第二十五回 屯土山に關公三事を約す 白馬を救い曹操重圍を解く
第二十五回 土山に関羽三事を約す 白馬を救い曹操重囲を解く
さて程昱が計を献じて言うには、「関羽は万夫の敵に当たる勇がございます。智謀を用いなければ、これを捕らえることは叶いますまい。今すぐにでも、劉備の配下で投降してきた兵を使うのが良うございます。彼らを下邳に入らせ、関羽の許へ行かせて、逃げ帰ってきたと偽らせ、城中に潜伏させて内応させます。その後に関羽を誘い出して戦わせ、敗れたふりをして、彼を他の場所へ誘い込み、精兵で彼の退路を断ちます。そうしてから勧告すれば、成功するでありましょう。」曹操はこの計略を用いることにし、数十名の徐州の降兵に命じて、直接下邳へ赴き関羽の許に投降させた。関羽は彼らを元の兵と思い、疑うことなくそのまま受け入れた。

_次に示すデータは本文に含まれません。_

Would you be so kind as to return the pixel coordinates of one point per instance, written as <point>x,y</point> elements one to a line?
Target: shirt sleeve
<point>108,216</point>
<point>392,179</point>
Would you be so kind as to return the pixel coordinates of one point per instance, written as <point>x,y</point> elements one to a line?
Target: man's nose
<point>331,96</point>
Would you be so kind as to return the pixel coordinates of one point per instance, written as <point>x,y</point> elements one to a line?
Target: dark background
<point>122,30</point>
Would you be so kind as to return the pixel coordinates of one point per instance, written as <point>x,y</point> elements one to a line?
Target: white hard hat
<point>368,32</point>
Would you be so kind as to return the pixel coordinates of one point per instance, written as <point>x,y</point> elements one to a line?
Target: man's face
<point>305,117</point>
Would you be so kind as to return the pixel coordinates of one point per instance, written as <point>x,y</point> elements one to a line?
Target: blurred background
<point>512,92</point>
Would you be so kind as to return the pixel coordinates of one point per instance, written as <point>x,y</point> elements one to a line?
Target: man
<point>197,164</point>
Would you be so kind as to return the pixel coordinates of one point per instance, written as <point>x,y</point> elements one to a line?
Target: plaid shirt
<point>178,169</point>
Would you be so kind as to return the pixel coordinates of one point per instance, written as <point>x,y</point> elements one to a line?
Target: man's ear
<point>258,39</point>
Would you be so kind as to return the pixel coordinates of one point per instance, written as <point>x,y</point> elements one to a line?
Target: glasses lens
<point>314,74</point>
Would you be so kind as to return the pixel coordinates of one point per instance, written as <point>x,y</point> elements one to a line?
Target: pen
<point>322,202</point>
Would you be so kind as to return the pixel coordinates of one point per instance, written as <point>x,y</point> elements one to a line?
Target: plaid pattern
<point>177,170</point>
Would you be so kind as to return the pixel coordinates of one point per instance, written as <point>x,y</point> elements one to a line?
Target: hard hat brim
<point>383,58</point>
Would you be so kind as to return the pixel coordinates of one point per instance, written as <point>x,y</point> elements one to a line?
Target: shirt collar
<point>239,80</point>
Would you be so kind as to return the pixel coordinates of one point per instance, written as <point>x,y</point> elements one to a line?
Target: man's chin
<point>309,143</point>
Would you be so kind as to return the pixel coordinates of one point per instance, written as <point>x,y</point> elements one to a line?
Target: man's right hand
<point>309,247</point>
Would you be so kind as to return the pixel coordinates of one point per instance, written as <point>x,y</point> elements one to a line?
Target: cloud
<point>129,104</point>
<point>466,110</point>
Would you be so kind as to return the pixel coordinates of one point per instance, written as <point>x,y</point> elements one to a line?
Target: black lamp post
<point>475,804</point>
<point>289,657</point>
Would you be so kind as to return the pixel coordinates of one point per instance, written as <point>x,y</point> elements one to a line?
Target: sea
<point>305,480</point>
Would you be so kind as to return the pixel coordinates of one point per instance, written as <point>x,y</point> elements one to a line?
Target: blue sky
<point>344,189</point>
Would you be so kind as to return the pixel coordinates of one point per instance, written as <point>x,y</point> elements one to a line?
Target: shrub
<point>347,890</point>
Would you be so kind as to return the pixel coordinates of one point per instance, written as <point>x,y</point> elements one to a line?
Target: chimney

翌日、夏侯惇が先鋒となり、五千の兵を率いて挑戦した。関羽が出戦しないので、夏侯惇は城下で人に罵らせた。関羽は大いに怒り、三千の兵を率いて城を出て、夏侯惇と戦った。十合余り打ち合ったところで、夏侯惇は馬を引き返して逃げ出した。関羽が追いかけると、夏侯惇は戦いながら退いた。関羽はおよそ二十里追ったが、下邳が危うくなるのを心配し、兵を収めて帰ろうとした。その時、一発の号砲が聞こえ、左から徐晃、右から許褚の二隊の軍勢が進路を遮った。関羽は道を奪って逃れようとしたが、両側の伏兵が百張りの強弩を並べ、矢は飛蝗のように雨と降り注いだ。関羽は突破できず、馬を止めて再び引き返そうとしたところ、徐晃と許褚が戦いを挑んできた。関羽は力を振り絞って二人を打ち払い、軍を率いて下邳に帰ろうとしたが、夏侯惇が再び立ち塞がって戦った。
関羽は日が暮れるまで戦い、帰る道が無くなり、ようやく一つの土山にたどり着き、軍を率いて山頂に陣取り、しばし休息した。曹操の軍は土山をぐるりと包囲した。関羽が山上から遠く下邳の城を見ると、火の手が天を衝いて上がっていた。これは、あの偽って投降した兵たちが城門を盗み開き、曹操が自ら大軍を率いて城中に攻め入り、ただ火を放たせて関羽の心を乱そうとしたのである。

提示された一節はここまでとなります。